The Orphan Drug designations are based on preclinical data obtained in multiple models of fibrotic disorders, including scleroderma. Regulators concluded that GKT137831 may be of significant benefit for patients with systemic sclerosis as studies in experimental models show that the compound may reduce the abnormal growth of connective tissue (fibrosis) and improve survival. GKT137831 has demonstrated an excellent safety profile in multiple phase I and phase II clinical studies. In a recently completed phase II clinical trial, GKT137831 treatment produced a statistically significant reduction in both liver enzymes and inflammatory markers.

“Systemic sclerosis or scleroderma is one of several fibrotic diseases under evaluation with GKT137831. We believe that NOX inhibition has the potential to dampen multiple biological pathways causing the skin and internal organs of affected patients to undergo fibrosis,” said Philippe Wiesel, M.D., executive vice president and chief medical officer at Genkyotex. “The Orphan Drug designation will allow us to accelerate the clinical assessment of GKT137831 in scleroderma, and to hopefully deliver a much needed therapeutic option for this severe, and life-threatening condition.”

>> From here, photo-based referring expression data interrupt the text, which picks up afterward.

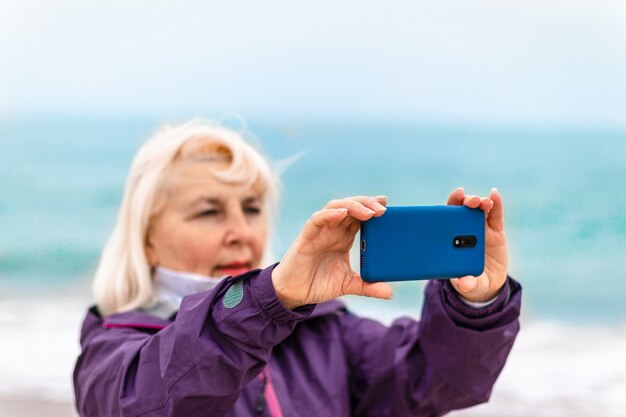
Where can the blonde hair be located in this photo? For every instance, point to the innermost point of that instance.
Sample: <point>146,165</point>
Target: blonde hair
<point>123,279</point>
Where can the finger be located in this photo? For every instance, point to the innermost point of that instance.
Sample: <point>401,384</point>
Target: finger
<point>486,204</point>
<point>471,201</point>
<point>456,197</point>
<point>361,208</point>
<point>464,284</point>
<point>378,290</point>
<point>357,286</point>
<point>328,217</point>
<point>376,204</point>
<point>495,220</point>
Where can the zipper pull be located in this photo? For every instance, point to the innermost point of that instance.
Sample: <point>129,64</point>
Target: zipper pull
<point>260,404</point>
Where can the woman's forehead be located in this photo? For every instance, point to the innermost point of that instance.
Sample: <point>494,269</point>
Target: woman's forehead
<point>190,181</point>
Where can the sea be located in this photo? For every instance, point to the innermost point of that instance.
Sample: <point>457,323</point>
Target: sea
<point>564,191</point>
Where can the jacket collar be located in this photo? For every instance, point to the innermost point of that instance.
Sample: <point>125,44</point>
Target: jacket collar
<point>140,320</point>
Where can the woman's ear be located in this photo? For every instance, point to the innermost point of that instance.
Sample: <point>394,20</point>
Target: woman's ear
<point>151,252</point>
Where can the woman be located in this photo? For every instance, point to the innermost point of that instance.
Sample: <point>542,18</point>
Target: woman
<point>187,325</point>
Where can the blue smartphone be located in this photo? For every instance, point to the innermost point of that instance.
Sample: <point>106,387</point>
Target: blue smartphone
<point>423,242</point>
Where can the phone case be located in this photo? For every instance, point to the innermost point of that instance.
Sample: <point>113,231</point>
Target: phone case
<point>423,242</point>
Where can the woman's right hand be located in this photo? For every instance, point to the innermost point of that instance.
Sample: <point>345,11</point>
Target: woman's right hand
<point>316,268</point>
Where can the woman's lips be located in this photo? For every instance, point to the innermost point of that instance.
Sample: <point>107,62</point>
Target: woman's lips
<point>235,268</point>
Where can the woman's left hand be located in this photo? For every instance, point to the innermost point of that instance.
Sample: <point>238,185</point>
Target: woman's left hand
<point>487,285</point>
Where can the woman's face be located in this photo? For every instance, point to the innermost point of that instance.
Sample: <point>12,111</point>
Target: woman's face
<point>208,227</point>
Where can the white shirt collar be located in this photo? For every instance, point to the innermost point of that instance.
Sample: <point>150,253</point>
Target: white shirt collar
<point>171,286</point>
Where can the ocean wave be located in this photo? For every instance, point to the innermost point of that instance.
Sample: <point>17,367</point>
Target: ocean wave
<point>554,369</point>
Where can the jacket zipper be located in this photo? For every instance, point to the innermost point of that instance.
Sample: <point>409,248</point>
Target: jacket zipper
<point>268,395</point>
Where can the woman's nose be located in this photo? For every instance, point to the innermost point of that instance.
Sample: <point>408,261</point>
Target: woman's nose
<point>238,229</point>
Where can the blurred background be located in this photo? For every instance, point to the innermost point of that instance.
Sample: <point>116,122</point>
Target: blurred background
<point>407,99</point>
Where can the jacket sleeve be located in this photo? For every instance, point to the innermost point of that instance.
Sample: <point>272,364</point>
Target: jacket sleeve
<point>218,342</point>
<point>448,360</point>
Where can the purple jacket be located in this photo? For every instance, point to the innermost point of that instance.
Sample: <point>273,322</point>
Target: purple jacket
<point>250,356</point>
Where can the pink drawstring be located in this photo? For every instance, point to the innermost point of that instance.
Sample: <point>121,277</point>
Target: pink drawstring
<point>269,393</point>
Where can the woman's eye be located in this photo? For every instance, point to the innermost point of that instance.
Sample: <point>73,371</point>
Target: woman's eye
<point>252,210</point>
<point>208,213</point>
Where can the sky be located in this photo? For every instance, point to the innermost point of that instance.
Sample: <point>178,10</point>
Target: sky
<point>554,62</point>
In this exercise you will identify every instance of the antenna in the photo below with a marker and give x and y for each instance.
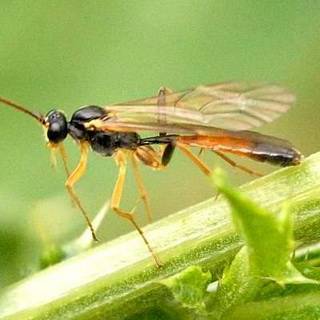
(18, 107)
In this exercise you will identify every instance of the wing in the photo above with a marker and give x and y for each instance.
(231, 106)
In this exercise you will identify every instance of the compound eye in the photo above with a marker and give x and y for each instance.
(57, 126)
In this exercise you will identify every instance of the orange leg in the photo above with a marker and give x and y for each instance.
(196, 160)
(74, 177)
(234, 164)
(141, 188)
(116, 199)
(64, 157)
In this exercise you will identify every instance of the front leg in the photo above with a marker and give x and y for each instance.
(74, 177)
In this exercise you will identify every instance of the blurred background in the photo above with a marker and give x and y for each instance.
(67, 54)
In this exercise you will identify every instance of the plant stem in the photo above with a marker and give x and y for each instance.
(117, 280)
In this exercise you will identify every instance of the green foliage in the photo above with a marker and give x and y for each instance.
(189, 287)
(258, 273)
(265, 258)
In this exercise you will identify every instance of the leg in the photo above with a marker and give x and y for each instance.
(64, 158)
(196, 160)
(74, 177)
(141, 188)
(116, 199)
(234, 164)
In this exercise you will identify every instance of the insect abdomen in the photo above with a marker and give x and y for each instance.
(248, 144)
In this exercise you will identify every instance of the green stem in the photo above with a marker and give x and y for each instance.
(117, 280)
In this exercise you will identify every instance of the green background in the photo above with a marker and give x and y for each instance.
(70, 53)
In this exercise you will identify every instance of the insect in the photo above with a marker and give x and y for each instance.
(213, 117)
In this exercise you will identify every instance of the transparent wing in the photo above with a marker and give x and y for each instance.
(231, 106)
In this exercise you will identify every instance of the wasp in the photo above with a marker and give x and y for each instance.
(211, 117)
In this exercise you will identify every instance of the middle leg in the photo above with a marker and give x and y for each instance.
(116, 199)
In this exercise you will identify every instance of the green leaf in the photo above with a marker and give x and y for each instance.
(304, 306)
(118, 280)
(268, 236)
(189, 287)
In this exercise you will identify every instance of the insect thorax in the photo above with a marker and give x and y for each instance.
(102, 142)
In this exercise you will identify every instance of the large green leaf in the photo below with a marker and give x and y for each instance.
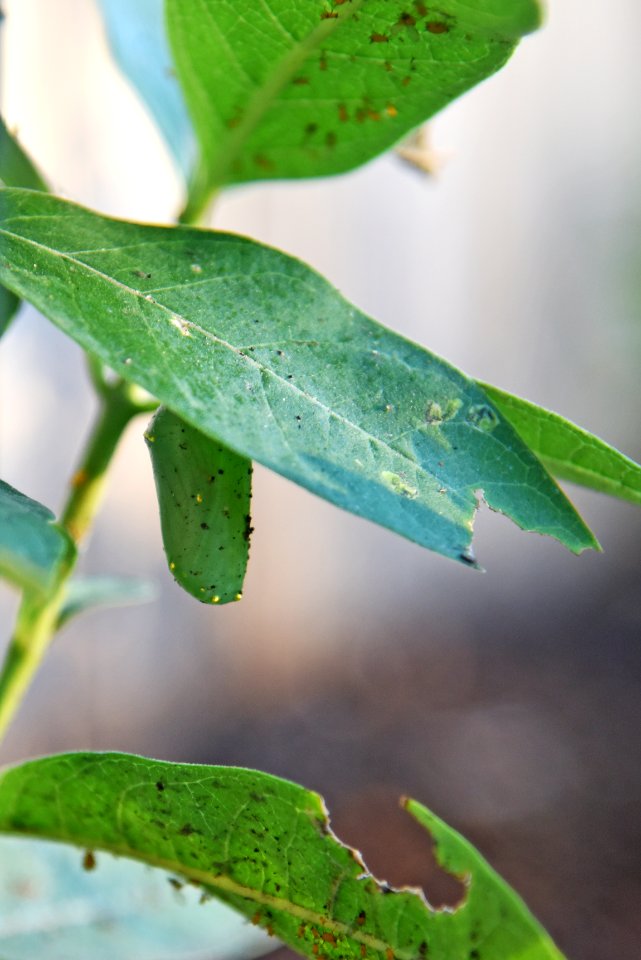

Orphan Drug designation is granted to drugs or biologics that treat a rare disease or condition. In the U.S., that term applies to diseases affecting fewer than 200,000 people, while in Europe, no more than five in 10,000. Each offers the sponsor incentives, which can include protocol assistance during clinical development, and market exclusivity post approval of 10 years in the U.S. and seven years in the E.U.